Investing in quantum
Just as Horne feared, the full potential of Australia’s intellectual capital remains untapped. However, what is more concerning is that it is beginning to diminish because of two problems which he identified decades ago, and which have persisted ever since – lack of sufficient interest from the government, which has been discussed, but also from private investors. Many talented Australians with quantum expertise have been lured away by more attractive offers overseas, having found local support inadequate for their ambitions – a trend which has plagued the technology industry more broadly.
Indeed, the risk-averseness of Australia’s venture capital industry has been seen as a major impediment to allowing start-ups to flourish. One of the founding fathers of the internet, Gordon Bell, who is actively involved in Australia’s venture capital scene, notes that there is not nearly enough money being allocated towards risky ventures. Those start-ups which are lucky enough to obtain funding often face onerous terms, such as giving up disproportionately large amounts of equity in return for meagre financial support.

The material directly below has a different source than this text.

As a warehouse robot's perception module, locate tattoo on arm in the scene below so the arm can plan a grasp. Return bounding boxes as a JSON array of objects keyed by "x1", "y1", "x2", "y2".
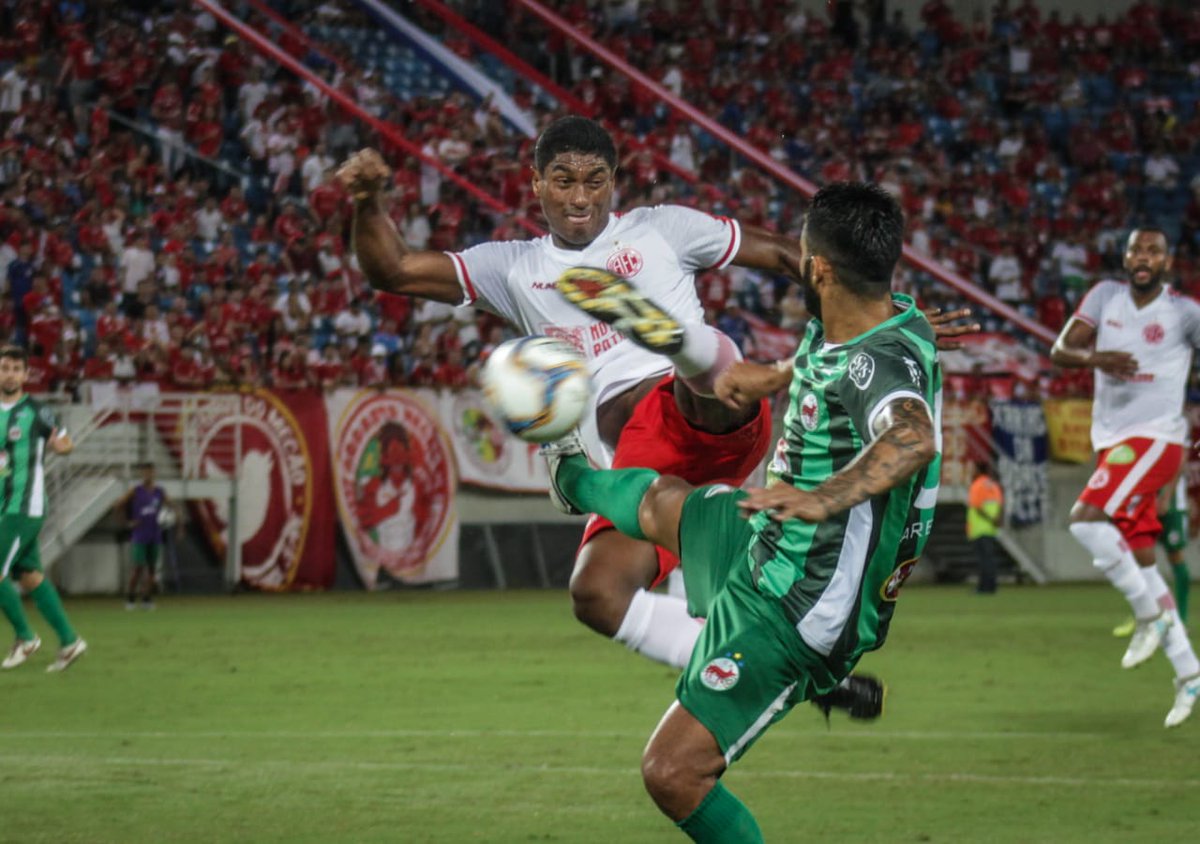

If these issues are not addressed, Australia risks becoming dependent on the United States in the field of quantum technology. The Australian government’s invitation to the CIA’s venture capital arm, In-Q-Tel, to invest in Australia’s start-up space (including quantum) signals a degree of complacency in allowing American capital and expertise to act as a surrogate for Australia’s. While there is nothing particularly new or alarming about high rates of American investment into the Australian economy there is no reason why the Australian government could not take the lead in supporting and investing in its own domestic start-ups.
Luck is knowing how much to leave to chance
Australia must break down not just institutional but also cultural barriers which are preventing far-sighted use of its intellectual and financial capital. Horne reasoned that Australia’s lack of interest in developing its own technology industry stemmed from Australians having historically relied on the ideas, money, and military protection of Britain and the United States. For Australia’s quantum industry to flourish, there must not only be organisational changes instituted by the national government but also a change in the mindset of the national government and investment community – they must acquire a greater appetite for risk-taking. As quantum technology could potentially have major economic and defence ramifications, it is critical that Australia pays more attention to its technology industry before the world passes it by.